Earlier yesterday Cho Yong Sam, a senior Pyongyang foreign ministry official, was quoted as saying the North had "no intention" of meeting US authorities during the trip.

"We have never begged for dialogue with the US and will never do so," he said.

But his comments did not rule out a meeting - and nor has Mr Pence, who lambasted the North yesterday, but added: "There may be a possibility for any kind of an encounter with North Koreans," whether informal or a meeting.

"We'll have to wait and see exactly how that unfolds," he added.

The Winter Olympics have triggered a rapid rapprochement on the peninsula.

But analysts have warned that warmer relations may not last long beyond the games.

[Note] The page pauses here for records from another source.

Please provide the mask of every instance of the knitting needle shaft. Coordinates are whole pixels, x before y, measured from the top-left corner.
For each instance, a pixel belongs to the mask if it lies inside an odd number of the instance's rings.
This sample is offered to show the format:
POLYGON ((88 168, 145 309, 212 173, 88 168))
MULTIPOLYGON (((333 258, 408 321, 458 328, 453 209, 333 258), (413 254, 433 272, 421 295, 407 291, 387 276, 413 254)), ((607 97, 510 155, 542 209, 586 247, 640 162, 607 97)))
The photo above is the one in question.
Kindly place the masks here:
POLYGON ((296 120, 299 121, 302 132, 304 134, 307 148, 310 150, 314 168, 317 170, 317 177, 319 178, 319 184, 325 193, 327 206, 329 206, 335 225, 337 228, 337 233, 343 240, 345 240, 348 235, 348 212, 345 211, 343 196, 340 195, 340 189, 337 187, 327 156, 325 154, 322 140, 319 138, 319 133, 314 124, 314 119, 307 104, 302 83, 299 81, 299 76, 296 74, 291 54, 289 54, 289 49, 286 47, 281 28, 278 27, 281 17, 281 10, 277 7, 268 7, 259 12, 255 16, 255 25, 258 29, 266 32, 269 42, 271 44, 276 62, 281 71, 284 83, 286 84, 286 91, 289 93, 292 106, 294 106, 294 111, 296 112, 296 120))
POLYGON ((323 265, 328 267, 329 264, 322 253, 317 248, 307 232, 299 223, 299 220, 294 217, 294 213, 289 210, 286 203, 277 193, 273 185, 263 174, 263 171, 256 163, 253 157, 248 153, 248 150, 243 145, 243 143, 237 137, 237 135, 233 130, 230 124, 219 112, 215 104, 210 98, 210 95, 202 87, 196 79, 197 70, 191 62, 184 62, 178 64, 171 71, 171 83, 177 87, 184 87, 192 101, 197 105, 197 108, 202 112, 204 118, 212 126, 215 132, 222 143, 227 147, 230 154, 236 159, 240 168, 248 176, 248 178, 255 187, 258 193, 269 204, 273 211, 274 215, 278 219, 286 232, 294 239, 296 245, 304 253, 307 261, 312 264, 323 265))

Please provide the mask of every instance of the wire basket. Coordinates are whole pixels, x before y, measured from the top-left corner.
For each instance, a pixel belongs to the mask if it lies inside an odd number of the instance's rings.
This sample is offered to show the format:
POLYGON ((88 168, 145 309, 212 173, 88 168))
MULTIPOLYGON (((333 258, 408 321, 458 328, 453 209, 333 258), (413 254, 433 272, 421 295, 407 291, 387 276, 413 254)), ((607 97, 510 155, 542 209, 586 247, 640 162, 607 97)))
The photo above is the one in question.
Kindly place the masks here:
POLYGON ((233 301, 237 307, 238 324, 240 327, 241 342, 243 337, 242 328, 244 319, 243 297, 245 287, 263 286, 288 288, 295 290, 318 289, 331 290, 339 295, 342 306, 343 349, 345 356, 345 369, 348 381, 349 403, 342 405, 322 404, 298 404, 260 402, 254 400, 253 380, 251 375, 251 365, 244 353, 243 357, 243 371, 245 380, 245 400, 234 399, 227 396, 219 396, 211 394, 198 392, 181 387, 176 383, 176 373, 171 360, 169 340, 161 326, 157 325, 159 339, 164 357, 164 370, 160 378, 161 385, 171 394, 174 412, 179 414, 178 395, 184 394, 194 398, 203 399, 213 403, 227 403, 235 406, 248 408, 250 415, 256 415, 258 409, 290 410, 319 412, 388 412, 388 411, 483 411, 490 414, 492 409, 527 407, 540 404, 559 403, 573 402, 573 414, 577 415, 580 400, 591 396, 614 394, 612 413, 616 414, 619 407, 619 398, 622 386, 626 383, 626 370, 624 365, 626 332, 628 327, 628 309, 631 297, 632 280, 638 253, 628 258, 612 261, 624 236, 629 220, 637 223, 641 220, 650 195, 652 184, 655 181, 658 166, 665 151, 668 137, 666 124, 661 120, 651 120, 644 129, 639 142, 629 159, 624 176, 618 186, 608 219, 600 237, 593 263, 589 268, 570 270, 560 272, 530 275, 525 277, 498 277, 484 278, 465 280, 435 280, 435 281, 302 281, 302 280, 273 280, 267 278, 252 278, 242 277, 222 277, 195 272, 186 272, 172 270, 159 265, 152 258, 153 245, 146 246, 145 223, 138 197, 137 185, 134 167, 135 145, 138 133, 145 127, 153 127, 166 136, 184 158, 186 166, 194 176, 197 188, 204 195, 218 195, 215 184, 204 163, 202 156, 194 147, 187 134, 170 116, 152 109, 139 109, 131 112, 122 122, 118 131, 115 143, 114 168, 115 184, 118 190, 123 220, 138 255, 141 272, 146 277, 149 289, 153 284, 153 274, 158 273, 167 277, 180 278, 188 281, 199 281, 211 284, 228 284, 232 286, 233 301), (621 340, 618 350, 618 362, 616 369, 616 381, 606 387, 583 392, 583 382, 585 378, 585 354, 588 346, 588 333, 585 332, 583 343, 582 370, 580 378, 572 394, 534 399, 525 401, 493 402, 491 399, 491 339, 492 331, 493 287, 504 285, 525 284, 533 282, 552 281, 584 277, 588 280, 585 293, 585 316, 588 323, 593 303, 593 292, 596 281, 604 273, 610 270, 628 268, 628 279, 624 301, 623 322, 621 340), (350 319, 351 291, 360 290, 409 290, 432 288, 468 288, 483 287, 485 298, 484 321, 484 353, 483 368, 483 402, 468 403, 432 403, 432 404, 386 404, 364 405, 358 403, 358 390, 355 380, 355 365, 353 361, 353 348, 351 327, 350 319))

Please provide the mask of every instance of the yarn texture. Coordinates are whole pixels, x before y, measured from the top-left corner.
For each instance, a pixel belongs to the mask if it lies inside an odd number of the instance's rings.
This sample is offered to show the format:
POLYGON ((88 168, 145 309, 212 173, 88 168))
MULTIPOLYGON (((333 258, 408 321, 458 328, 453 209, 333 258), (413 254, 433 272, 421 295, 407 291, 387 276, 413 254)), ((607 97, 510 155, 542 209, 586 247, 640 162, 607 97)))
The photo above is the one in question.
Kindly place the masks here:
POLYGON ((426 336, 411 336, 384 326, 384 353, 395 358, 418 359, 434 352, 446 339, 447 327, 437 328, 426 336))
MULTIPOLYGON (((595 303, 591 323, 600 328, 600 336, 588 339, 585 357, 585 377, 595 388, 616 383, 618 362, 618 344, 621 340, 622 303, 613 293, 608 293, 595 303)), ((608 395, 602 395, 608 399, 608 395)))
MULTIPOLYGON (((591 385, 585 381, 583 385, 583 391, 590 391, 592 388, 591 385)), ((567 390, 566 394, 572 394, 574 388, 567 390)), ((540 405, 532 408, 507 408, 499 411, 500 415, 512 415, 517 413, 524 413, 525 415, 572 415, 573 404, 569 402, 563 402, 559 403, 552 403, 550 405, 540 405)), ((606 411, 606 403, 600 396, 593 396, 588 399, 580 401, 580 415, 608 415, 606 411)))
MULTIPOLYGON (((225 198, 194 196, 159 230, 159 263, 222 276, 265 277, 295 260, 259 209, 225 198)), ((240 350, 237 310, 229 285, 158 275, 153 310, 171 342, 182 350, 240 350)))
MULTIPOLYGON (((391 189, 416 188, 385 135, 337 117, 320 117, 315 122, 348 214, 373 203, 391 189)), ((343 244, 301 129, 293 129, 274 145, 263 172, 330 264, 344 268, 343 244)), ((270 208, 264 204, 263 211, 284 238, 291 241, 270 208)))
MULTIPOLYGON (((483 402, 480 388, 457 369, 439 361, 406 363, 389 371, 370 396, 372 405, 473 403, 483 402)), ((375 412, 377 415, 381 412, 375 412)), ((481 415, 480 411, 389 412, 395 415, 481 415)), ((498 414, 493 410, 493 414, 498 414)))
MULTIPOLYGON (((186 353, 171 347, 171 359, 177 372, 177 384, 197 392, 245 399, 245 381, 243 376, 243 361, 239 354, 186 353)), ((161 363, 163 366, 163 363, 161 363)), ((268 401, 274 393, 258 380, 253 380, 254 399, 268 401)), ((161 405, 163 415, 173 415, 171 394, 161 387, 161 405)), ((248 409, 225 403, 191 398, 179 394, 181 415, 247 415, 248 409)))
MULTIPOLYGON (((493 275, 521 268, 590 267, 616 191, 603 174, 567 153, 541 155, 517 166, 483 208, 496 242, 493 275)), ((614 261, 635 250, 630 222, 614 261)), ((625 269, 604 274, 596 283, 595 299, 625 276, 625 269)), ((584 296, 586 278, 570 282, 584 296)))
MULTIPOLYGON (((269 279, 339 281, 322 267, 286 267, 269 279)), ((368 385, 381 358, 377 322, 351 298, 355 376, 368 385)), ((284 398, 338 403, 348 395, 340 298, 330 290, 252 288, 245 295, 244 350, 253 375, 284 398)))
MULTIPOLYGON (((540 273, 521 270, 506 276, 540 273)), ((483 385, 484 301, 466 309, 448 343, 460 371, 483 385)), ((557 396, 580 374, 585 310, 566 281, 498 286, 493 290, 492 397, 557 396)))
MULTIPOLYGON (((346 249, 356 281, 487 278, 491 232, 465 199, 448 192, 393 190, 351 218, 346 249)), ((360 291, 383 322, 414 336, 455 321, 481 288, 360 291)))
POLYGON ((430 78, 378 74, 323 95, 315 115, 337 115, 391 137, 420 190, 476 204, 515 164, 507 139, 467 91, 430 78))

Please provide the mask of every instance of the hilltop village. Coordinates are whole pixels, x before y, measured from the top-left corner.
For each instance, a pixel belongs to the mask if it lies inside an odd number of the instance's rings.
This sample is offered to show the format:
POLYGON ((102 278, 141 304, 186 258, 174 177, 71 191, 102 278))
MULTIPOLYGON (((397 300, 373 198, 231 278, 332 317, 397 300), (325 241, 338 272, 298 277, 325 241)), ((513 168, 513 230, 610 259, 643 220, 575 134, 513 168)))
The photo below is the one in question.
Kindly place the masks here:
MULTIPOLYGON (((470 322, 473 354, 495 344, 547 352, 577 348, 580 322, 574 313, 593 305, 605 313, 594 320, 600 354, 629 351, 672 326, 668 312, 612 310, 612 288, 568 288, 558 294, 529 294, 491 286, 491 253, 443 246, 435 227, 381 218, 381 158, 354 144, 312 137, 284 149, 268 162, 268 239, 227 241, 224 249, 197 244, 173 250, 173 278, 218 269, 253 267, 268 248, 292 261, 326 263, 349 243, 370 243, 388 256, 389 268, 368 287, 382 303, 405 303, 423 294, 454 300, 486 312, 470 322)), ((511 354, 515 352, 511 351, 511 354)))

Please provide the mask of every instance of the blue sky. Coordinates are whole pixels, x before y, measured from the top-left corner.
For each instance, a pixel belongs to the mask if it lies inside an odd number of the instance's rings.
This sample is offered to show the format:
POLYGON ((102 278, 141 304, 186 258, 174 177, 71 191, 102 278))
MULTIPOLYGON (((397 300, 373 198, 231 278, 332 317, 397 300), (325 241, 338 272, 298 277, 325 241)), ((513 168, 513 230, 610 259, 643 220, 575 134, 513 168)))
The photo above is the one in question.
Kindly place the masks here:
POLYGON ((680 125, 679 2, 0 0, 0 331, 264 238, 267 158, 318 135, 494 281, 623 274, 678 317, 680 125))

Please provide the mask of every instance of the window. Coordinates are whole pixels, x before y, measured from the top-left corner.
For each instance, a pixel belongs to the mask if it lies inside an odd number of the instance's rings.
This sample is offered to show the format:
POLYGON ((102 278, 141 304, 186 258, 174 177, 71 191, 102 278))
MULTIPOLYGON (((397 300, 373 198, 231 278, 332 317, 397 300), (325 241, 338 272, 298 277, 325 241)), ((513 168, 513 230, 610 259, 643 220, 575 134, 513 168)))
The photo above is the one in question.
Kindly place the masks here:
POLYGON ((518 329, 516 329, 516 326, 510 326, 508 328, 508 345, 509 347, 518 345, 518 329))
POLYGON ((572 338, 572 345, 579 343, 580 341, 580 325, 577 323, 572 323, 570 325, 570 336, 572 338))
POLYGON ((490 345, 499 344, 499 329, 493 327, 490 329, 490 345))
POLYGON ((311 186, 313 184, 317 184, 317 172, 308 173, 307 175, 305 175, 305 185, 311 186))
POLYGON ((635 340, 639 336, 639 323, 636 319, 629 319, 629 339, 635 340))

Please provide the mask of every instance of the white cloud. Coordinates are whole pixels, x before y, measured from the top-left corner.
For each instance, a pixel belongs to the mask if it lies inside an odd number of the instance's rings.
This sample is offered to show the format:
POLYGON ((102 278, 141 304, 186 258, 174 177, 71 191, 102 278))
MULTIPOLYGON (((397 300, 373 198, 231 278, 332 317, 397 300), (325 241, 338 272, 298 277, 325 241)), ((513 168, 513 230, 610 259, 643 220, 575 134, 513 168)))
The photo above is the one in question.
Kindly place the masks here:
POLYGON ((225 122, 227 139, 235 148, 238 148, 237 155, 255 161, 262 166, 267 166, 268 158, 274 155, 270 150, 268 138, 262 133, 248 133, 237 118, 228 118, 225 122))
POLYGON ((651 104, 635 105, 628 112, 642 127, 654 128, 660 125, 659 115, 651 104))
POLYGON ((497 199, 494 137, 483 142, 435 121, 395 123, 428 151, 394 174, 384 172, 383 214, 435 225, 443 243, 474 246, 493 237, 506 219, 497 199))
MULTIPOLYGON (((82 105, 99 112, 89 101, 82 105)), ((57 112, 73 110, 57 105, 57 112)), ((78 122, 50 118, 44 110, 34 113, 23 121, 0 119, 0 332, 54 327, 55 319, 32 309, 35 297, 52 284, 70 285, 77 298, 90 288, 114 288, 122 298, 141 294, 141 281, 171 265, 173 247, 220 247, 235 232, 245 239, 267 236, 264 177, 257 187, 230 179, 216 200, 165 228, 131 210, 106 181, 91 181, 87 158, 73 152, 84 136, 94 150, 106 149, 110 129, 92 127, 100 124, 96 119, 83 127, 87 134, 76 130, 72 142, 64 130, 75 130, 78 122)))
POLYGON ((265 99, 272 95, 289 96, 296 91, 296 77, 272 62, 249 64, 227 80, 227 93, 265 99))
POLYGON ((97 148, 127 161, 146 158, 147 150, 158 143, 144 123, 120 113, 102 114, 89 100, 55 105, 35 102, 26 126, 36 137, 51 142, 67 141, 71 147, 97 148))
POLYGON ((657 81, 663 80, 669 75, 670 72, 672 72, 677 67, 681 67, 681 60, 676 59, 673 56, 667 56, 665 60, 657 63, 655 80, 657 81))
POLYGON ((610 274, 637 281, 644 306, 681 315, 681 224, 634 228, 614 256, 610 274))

Tensions soared last year as the North carried out multiple weapons tests, including intercontinental ballistic missiles capable of reaching the US mainland, and by far its most powerful nuclear test that it has held to date.

For months Pyongyang ignored Seoul's entreaties to take part in a "peace Olympics" until Mr Kim indicated his willingness to do so in his New Year speech.

That set off a rapid series of meetings which has seen the two Koreas agree to march together at the opening ceremony and form a unified women's ice hockey team, their first for 27 years.

But critics in the South say that Seoul has made too many concessions to Pyongyang.

Demonstrators have also protested the arrival of an art troupe earlier this week.

US charge d'affaires to Seoul Marc Knapper has dismissed concerns about a Northern charm offensive towards the South. "It's going to take a lot more than a North Korean Olympic delegation to undermine this alliance," he told reporters. "The more North Koreans that can come here and see how successful the South has been, the better," he added.

"It sends a strong message about what happens when leaders make the right choices about how their society will develop, how their economy will evolve, how their political situation will grow."